這個條件不能讓卜石兔動心,但是卻能讓五路把都兒和著力兔、宰僧怦然心動。
幾個人的目光都彙聚在了卜石兔身上。
卜石兔臉色越發難看,但是卻還是忍住了怒意:“還有麼?”
“當然還有,第三步,如果卜石兔台吉以及其他諸位台吉,能夠將你們的兵馬集中起來,向外部宣布,準備整頓軍隊前往西海討伐火落赤或者占領莽剌川,並進行一兩場演練,那麼大周可以在平叛完成之後,與順義王兼土默特汗在寧夏、榆林再開互市,並商議互市數量品種,……”

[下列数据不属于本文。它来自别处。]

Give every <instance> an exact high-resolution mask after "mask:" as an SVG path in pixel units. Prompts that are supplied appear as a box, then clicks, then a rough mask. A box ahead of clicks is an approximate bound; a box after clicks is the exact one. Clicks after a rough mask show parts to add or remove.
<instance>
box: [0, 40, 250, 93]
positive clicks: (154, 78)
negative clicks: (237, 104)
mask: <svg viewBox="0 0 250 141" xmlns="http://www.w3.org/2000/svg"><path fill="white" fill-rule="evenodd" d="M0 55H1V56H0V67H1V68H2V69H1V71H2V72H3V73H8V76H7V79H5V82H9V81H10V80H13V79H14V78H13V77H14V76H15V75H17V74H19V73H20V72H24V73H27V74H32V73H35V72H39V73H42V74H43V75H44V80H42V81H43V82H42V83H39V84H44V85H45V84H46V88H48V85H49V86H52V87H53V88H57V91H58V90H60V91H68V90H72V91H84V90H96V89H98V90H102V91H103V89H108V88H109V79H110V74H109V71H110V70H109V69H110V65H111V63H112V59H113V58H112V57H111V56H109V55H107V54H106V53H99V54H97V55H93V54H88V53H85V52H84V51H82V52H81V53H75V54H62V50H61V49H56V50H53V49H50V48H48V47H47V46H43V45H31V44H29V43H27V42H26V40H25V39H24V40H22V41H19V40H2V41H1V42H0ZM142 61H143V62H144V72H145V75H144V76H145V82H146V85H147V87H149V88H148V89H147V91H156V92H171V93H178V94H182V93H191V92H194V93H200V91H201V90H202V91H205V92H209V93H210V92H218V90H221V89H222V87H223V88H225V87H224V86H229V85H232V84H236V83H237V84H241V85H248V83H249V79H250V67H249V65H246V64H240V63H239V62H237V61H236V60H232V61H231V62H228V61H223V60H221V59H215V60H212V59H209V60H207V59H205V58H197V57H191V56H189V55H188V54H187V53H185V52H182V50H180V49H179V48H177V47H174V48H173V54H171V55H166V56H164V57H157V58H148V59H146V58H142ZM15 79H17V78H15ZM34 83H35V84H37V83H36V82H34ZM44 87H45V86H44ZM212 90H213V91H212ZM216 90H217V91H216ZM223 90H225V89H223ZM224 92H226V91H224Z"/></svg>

整個三步,看起來層層遞進,一份比一份優厚,關鍵在於根本不需要乾什麼就是讓著力兔和宰僧二人把部眾帶過來,三個月而已,能有多大影響?既不需要打仗,也不需要挑釁,對卜石兔和五路把都兒來說,甚至什麼都可以不作,就是做做樣子而已。
這簡直是天大的好事,何樂而不為?
當然你要說一點兒動作都沒有,那也要看,要看素囊怎麼來看了。
卜石兔臉色陰晴不定。
“對了,我最後再說一句,如果卜石兔台吉壓根兒就沒有想過要和素囊台吉爭這個汗位和順義王之位,那麼我先前說的那一切就當我沒說,而如果卜石兔台吉有這份心,那麼你還在等什麼呢?難道等著天上掉餡餅兒,等著素囊台吉主動把汗位和順義王之位拱手送給您?”
馮紫英冷冷的站起身來,轉身離開。